Celle-ci salua et agita fort galamment son mouchoir en signe de remerciement, puis, comme si la chose arrivait par mégarde, elle laissa tomber la fine batiste qui voleta, d’abord hésitante comme une aile de ramier qui cherche sa route, enfin, guidée par une brise propice, elle s’en fut vers Titin qui, d’un bond prodigieux, s’en saisit bien avant qu’elle eût pu toucher le sol.

Aucun détail n’avait échappé à la foule. Celle-ci savait la tendre amitié qui unissait les deux enfants de leur terre chérie.

Hélas ! les triomphes les plus beaux sont souvent les plus courts ! Dans le moment que Titin était encore tourné vers Toinetta et agitait à son tour son charmant trophée, les acclamations firent place à un formidable éclat de rire, annonçant que quelque chose d’insolite se passait derrière lui…

Il tourna la tête et se trouva en face d’un spectacle qui eût dû le faire frémir d’horreur ou le couvrir de honte.
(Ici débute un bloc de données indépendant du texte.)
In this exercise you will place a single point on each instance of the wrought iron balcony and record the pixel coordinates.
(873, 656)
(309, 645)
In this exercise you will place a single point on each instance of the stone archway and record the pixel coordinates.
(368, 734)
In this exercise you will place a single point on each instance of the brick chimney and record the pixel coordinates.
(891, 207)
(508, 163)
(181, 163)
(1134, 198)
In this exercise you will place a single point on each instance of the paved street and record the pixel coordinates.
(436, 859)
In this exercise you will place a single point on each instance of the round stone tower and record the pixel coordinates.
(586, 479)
Mais un Titin, un jour de carnaval, rit de tout, et il se prit à rire plus fort que les autres en levant vers la voûte céleste deux bras qui attestaient sinon son désespoir, du moins sa stupéfaction.

Le crâne énorme du Hardigras de carton s’était soulevé et un Hardigras en chair et en os surgissait, agitant l’immense bannière qui décorait naguère les magasins de la « Bella Nissa » et sur laquelle on pouvait lire : « Hardigras n’est pas mort ! »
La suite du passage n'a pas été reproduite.